何を言っているのかわからない。

最近、何を言っているのかわからないということを考える。
え、あ、うん。何を言っているのかわからない。でも、じゃあ、何を言っているのかわからないが何を言っているのかわかるのは、どんなとき
例えば、宇宙は何を言っているのかわからないから始まったのでは無いかとか。定義も原理も概念枠も命題のレベルも現象も観測もシステムもなく、何を言っているのかわからないから始まって、全てはそれを説明するためにこうなっているんじゃないか、とか。宇宙はそれをずっと説明中で、長い長い脚注の中に自分達はいる、とか。
だとして、何を言っているのかわからないが分かってしまったら――宇宙よりも先に分かってしまったら――気分がいいだろう、とか。
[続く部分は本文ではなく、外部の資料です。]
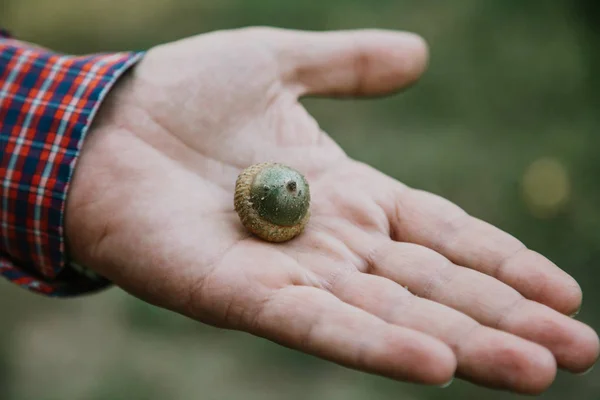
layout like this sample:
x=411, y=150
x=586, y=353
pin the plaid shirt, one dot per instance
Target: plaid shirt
x=47, y=103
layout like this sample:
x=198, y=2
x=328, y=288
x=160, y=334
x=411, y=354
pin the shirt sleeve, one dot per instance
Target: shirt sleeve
x=47, y=103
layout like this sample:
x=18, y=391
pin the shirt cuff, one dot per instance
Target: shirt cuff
x=47, y=104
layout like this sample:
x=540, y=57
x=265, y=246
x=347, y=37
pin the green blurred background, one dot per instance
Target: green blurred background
x=505, y=123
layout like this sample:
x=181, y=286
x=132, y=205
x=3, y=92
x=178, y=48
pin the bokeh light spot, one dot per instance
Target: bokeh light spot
x=546, y=187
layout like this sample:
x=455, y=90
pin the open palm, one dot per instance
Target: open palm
x=385, y=278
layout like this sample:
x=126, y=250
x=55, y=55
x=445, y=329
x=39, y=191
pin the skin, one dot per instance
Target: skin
x=390, y=280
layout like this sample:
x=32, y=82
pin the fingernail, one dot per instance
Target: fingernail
x=587, y=371
x=445, y=385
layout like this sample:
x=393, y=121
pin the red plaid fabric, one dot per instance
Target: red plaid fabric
x=47, y=103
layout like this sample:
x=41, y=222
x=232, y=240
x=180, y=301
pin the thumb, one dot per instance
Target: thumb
x=350, y=63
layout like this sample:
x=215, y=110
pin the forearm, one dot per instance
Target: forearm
x=47, y=103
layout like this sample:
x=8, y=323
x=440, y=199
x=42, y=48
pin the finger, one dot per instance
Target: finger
x=350, y=63
x=489, y=301
x=485, y=356
x=316, y=322
x=431, y=221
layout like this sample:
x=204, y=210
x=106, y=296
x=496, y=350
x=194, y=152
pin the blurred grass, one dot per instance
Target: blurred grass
x=510, y=83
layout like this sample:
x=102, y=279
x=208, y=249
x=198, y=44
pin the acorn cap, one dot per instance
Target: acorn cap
x=272, y=201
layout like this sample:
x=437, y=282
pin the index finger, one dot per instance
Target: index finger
x=432, y=221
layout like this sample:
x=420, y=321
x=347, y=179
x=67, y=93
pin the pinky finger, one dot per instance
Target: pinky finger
x=318, y=323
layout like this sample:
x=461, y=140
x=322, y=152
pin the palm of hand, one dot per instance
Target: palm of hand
x=374, y=282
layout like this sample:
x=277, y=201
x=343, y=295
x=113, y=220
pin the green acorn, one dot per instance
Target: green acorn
x=272, y=201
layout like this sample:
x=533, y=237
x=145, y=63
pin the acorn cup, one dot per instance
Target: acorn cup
x=272, y=201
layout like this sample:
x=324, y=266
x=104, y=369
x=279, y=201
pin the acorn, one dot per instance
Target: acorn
x=272, y=201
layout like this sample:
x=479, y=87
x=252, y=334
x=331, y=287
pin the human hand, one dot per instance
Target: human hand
x=385, y=278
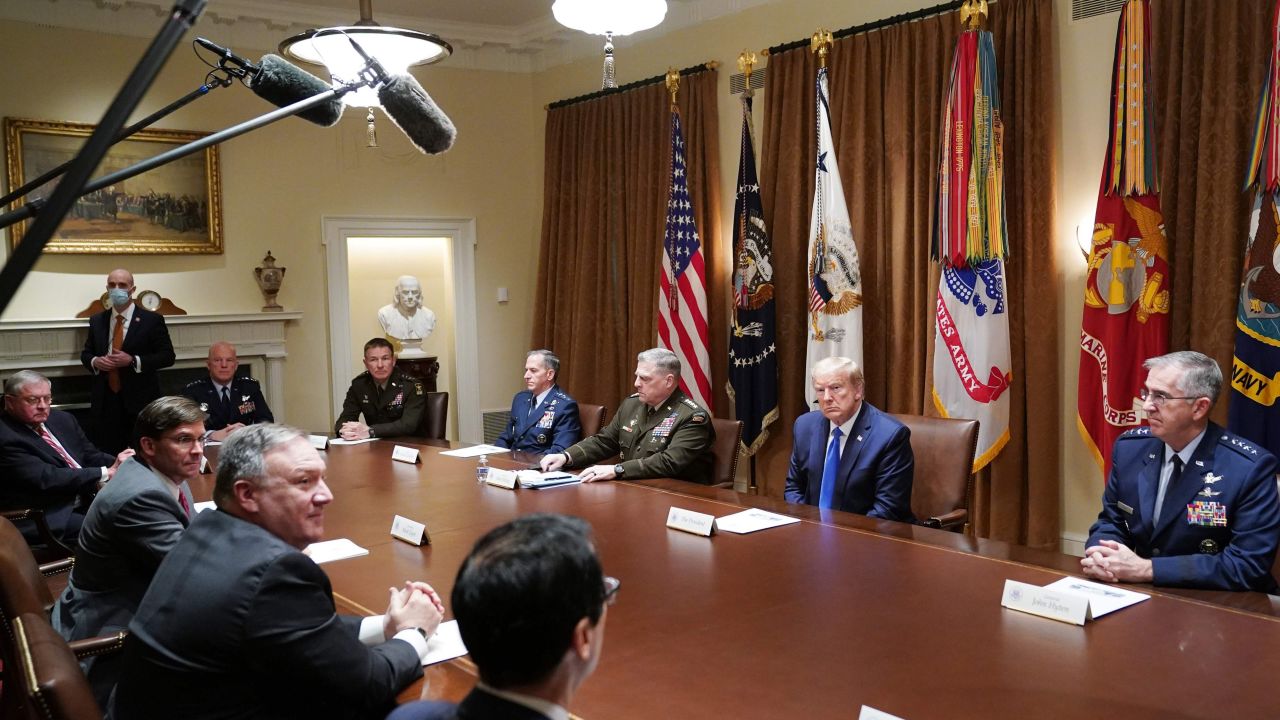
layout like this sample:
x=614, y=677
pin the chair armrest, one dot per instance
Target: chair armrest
x=104, y=645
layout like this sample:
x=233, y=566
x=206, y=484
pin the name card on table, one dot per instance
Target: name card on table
x=501, y=478
x=690, y=522
x=410, y=531
x=402, y=454
x=1055, y=605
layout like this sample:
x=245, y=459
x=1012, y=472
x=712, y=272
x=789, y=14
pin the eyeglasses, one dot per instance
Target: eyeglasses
x=611, y=589
x=1159, y=399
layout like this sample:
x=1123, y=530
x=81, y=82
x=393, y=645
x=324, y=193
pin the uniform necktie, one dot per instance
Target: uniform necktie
x=828, y=470
x=62, y=451
x=113, y=376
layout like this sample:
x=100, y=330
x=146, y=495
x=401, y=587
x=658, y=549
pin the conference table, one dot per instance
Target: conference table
x=813, y=619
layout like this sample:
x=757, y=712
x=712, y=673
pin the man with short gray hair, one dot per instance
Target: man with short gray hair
x=1187, y=504
x=543, y=417
x=658, y=432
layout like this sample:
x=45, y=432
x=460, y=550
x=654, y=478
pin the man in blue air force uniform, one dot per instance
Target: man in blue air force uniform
x=1187, y=504
x=543, y=418
x=231, y=402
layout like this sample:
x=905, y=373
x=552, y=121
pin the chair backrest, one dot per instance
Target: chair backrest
x=944, y=452
x=48, y=673
x=728, y=436
x=435, y=415
x=592, y=417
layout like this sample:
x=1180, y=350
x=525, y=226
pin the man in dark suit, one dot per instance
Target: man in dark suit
x=45, y=459
x=1187, y=504
x=530, y=602
x=848, y=455
x=240, y=623
x=231, y=402
x=543, y=417
x=391, y=400
x=132, y=524
x=124, y=350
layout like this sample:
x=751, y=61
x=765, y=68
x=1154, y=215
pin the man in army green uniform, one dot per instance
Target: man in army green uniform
x=391, y=399
x=658, y=432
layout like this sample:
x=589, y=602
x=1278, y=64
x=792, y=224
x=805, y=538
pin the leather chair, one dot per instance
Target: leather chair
x=942, y=488
x=435, y=415
x=592, y=418
x=728, y=437
x=48, y=674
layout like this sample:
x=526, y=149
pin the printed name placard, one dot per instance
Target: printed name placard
x=1061, y=606
x=502, y=478
x=410, y=531
x=690, y=522
x=402, y=454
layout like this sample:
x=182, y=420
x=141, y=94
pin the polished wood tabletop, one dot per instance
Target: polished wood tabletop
x=813, y=619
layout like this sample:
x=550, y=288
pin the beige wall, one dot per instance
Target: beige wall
x=280, y=181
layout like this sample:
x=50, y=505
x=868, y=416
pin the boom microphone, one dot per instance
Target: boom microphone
x=412, y=110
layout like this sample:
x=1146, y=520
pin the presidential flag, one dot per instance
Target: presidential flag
x=972, y=365
x=1256, y=365
x=753, y=354
x=1127, y=288
x=682, y=288
x=835, y=278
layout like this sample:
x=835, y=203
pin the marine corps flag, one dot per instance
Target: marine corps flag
x=1256, y=368
x=970, y=346
x=835, y=278
x=753, y=354
x=1127, y=290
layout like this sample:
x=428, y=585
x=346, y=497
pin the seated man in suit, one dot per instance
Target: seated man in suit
x=45, y=459
x=658, y=432
x=530, y=602
x=231, y=402
x=543, y=418
x=131, y=525
x=392, y=400
x=1187, y=504
x=848, y=455
x=240, y=621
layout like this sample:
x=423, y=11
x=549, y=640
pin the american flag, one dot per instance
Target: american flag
x=682, y=290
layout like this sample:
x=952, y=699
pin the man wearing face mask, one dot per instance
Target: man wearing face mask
x=126, y=347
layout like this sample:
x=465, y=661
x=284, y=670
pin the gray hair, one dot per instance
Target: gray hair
x=17, y=382
x=243, y=456
x=549, y=359
x=663, y=359
x=1201, y=377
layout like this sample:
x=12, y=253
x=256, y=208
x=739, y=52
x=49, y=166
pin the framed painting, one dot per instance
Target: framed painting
x=174, y=209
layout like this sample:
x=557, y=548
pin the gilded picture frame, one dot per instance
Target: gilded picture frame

「始めに言葉ありき」じゃあ、それも言葉で、つまんない、し。


普通、理由とか原理とかは、それ以上進めないから理由や原理足りえるのだと思う。なぜスピンがこの向きだったのか。スピンの向きは確率に応じて決まるとしか言えない、とか。
でも、宇宙自体が宇宙の存在する原理や理由を決めていないのだとしたら。しかも、にも関わらず、一旦決まった(?)法則やイデアは原理であり理由であり、確固たる必然性を持つようになっていたとしたら。
それ以外に有り様がない。そうでなくてもよかったのに、それ以外に有り様がない有様である。根源的に未規定なのに、現にそうなっている。理由が無いのに、それ以外ではありえない。底が抜けた必然性。という。
あるいは、各論としての法則は全て定義されているのに、総論としての、TOEみたいなのは未定義になっているとか。


逆に、原理的なものが定まっているということは、どういうことなのか、というような事も思う。
遺伝的アルゴリズムだけでえんえんと、例えば囲碁をやらせる。勝った方は残り、負けた方はランダムに構造が書き換わる。そういう実験を重ねて、何度やっても淘汰の末にある特定の構造が必ずできるようになっていることがわかったとしたら。そういうことが分かったとしたら、それは一体何についてわかったことになるのか?
例えば量子力学だけから統計力学を導くという話があるけれども、量子力学があればそこには必ず統計力学的な構造が現れるのだとして、その性質は(性質と呼べるならば)一体何の持っている性質なのだろう。
例えば宇宙に無数の生命(とは何か既知ではないけれど)が存在し、無数に知的(同じく既知でない)生命体が無数に存在しているとして、例えば知的なものは必ず同じ構造の知性を帯びることがわかったとして、それは一体、何についてわかったことになるのだろう。
宇宙が存在すれば必ず特定の物理法則を持つことがわかったとして、それは一体、何についてわかったことになるんだろう。


根源的なものが規定されているのか未規定なのか、何がわかればわかったことになるんだろう。